Hi Kerry,
I agree that this discussion is happening among a small group of exprerienced people, and research with newbies about their preferred communication tools would be valuable.
However, I feel that Kiwi offers a friendlier experience than we have now, is an incremental improvement to the user experience, and poses little risk of making the new user experience more challenging. There might be technical challenges, and I hope we will hear about any of those from the devs either on Freenode's side or Wikimedia's side. If anyone has alternative suggestions to Kiwi or knows reasons to stick with the status quo, I hope they will speak up.
I appreciate how you are thinking about this issue from the point of view of the people we would like to help. In this case I feel the risk is low so an extensive user study is not needed. However if you still feel differently I would welcome hearing your views. Please let me know if I have addressed your concerns.
Thanks, Pine On Aug 11, 2014 12:02 AM, "Kerry Raymond" kerry.raymond@gmail.com wrote:
Pine, with respect, I think you are looking at this in terms of “how do we shoehorn these users into our way of doing things” instead of asking “what should the user experience be like?”.
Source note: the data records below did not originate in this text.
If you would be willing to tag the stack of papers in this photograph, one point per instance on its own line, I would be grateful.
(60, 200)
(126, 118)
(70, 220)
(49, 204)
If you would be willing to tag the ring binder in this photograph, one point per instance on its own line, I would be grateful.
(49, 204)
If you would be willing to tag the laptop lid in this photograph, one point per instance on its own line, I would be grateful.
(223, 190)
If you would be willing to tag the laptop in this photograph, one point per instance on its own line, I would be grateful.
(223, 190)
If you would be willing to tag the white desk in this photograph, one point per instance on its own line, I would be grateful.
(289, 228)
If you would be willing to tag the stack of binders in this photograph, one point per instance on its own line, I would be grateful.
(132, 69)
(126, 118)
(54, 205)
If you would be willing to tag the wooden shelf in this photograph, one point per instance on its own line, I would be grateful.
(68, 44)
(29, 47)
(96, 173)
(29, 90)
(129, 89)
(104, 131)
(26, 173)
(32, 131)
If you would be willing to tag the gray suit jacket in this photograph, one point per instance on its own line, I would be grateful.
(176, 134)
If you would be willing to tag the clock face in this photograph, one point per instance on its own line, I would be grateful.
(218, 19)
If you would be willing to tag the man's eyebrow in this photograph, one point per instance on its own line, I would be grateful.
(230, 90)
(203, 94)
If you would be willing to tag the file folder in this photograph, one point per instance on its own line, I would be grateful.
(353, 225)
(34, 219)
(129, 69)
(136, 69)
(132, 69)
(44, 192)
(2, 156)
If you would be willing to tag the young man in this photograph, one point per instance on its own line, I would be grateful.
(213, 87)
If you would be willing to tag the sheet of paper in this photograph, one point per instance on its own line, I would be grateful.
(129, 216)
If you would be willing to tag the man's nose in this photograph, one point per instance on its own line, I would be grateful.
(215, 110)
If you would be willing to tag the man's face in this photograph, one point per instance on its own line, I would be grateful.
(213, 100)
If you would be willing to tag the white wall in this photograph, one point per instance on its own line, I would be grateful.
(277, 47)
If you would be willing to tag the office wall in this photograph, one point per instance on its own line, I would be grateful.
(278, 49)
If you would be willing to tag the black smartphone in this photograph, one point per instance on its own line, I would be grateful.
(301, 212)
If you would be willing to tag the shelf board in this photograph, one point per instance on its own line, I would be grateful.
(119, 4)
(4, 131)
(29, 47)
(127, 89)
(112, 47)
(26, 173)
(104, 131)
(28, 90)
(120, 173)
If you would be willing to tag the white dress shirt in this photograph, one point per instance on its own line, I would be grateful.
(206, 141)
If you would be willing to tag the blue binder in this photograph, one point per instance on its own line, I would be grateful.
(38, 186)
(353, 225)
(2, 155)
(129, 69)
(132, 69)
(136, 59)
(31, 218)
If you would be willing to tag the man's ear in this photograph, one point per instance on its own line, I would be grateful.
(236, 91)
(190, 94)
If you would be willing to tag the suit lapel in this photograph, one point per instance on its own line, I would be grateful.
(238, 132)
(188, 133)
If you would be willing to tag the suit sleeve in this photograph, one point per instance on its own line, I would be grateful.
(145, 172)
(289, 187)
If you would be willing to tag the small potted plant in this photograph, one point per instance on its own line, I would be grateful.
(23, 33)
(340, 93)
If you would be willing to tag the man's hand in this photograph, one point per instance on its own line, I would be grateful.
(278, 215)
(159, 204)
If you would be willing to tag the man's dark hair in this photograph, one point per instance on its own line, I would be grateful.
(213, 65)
In the scenario we are discussing, we have a new user (or even not-so-new user) sitting in front of a Wikipedia edit window presumably feeling dazed and confused by some aspect of it (or all of it). So they click the friendly “get help” button (or whatever it is) and we take them to IRC-plus-or-minus-Kiwi with which they probably have no experience. I feel it will just reinforce the sensation of “I don’t understand any of this” and make it less likely they will seek help and more likely that they will cease editing. So much of Wikipedia is built for by developers for developers (or at least designed by experienced users for experienced users) and this seems to be an entirely unconscious process.
I know WMF employs at least one user experience person. I think that person should be doing the user studies (or whatever it is that they do) to find out what might work best. Anyone taking part in this conversation in this mailing list is presumably an existing editor of some experience; we are probably not the people to decide how best to deliver help to the new user. If there is one thing the existing “community” should not decide, it is the new user experience, or else we condemn ourselves to a user experience that only works for the kinds of editors we currently have (a community that has a massive gendergap and a declining active editor base).
Kerry
*From:* gendergap-bounces@lists.wikimedia.org [mailto: gendergap-bounces@lists.wikimedia.org] *On Behalf Of *Pine W *Sent:* Monday, 11 August 2014 3:18 PM *To:* ee@lists.wikimedia.org; Addressing gender equity and exploring ways to increase theparticipation of women within Wikimedia projects.; wikitech-l@lists.wikimedia.org *Subject:* [Gendergap] IRC web client for Wikipedia help
Hi,
Following up on a conversation on the gendergap email list, I am discussing with Freenode the possibility of changing the default web client to one that is friendlier and has a less technical feel, primarily for the benefit of new users who access #wikipedia-en-help by clicking on a link. The likely candidate for a new IRC client is Kiwi. If Freenode wants to maintain their current default web client we can still use Kiwi if we run it on Wikimedia pages. Would WMF or the volunteer dev community be willing to implement this? If so, is filing a Bugzilla bug the best way to get the wheels of progress to turn?